Many other pub operators will look at Wetherspoon’s and ask how they can be expected to compete with that. The answer is that, in many cases, they simply can’t. The once-common mainstream pubs offering an unexceptional range of beers and food are much thinner on the ground now in town and city centres. But established pubs have no right to continued existence, and Wetherspoon’s have acted as a classic disruptor in a complacent market.
If you want to compete, you have to offer something that Wetherspoon’s don’t. For example, in the centre of Stockport, there is a keg-only sports boozer right opposite Wetherspoon’s and an award-winning craft beer bar a few doors down, together with a historic pub with a high-end food offer a couple of hundred yards away, all of which seem to do well.

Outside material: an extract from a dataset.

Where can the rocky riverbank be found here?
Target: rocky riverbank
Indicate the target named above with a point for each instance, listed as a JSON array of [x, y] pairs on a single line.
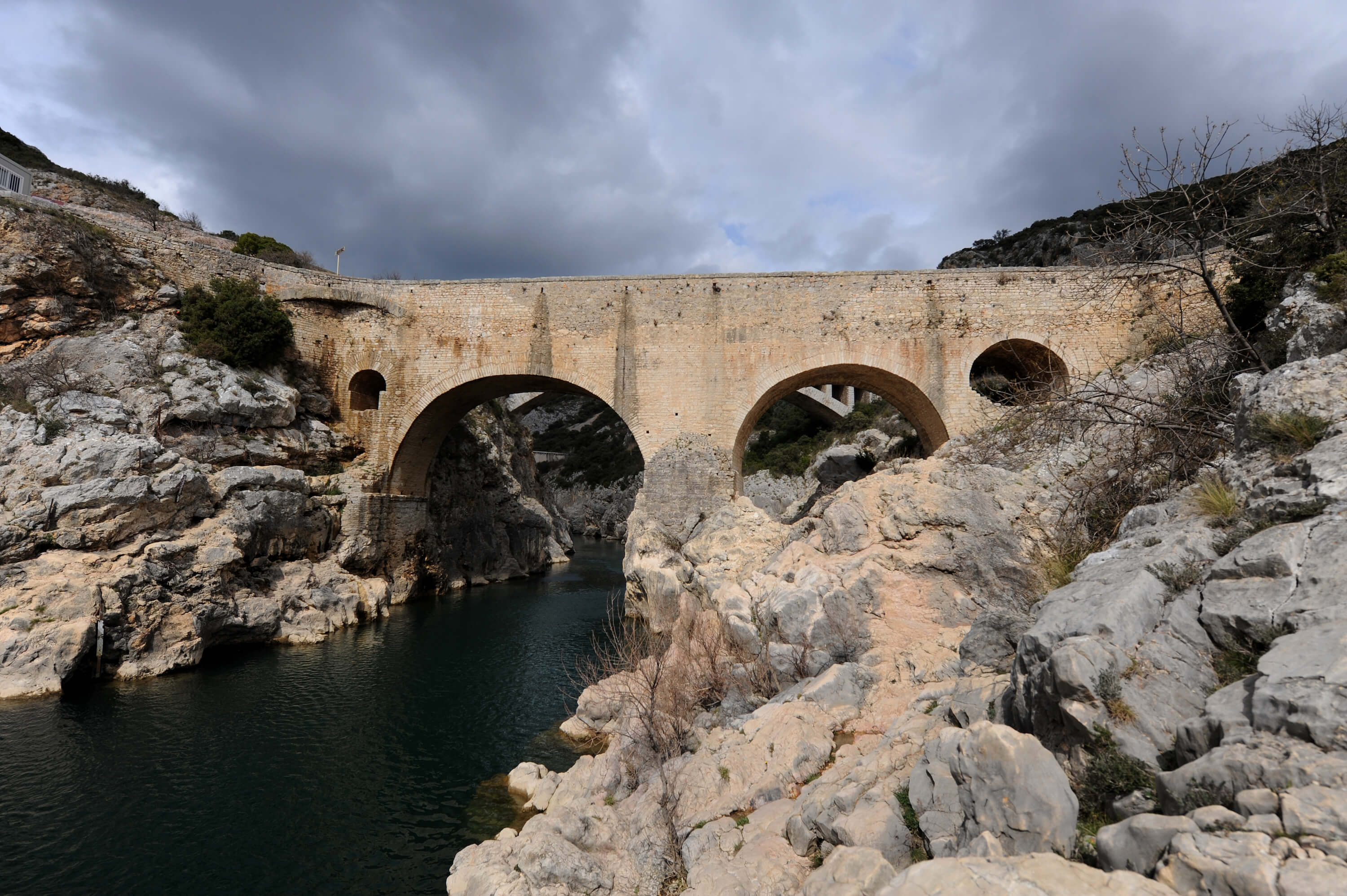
[[902, 709], [184, 505]]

Plus the Wetherspoon’s model is essentially to depend on existing footfall in their locality rather than being destination pubs that people will make a special journey to visit. Relatively few of the customers in Stockport suburbs like Heaton Moor or Marple will see the town-centre Spoons as a direct competitor to their local pubs.
The existing major pub operators made a few half-hearted attempts to compete with Wetherspoon’s by offering something similar – the Goose chain created by what was Bass particularly springs to mind. The British pub market has never been a closed shop, and throughout their existence Wetherspoon’s have been able to obtain most of the new licences they wanted. But, while the opportunities were there, the established operators did not take them because they would have undermined their existing businesses, and in the long run they paid the price.
There is a cloud on the horizon, though. Much of what Wetherspoon’s have achieved is the vision of one man, and founder Tim Martin reaches the age of 70 later this month. He’s not going to be around for ever, and the risk must be that the chain ends up going the way of many other once-successful British brands, and loses its distinctive appeal for what no doubt seemed entirely sensible commercial reasons at the time.
* In my view, this understates the genuine rate of inflation, as it has been rebased from RPI to CPI. But even using RPI it would come out as £2.17, so the basic point stands.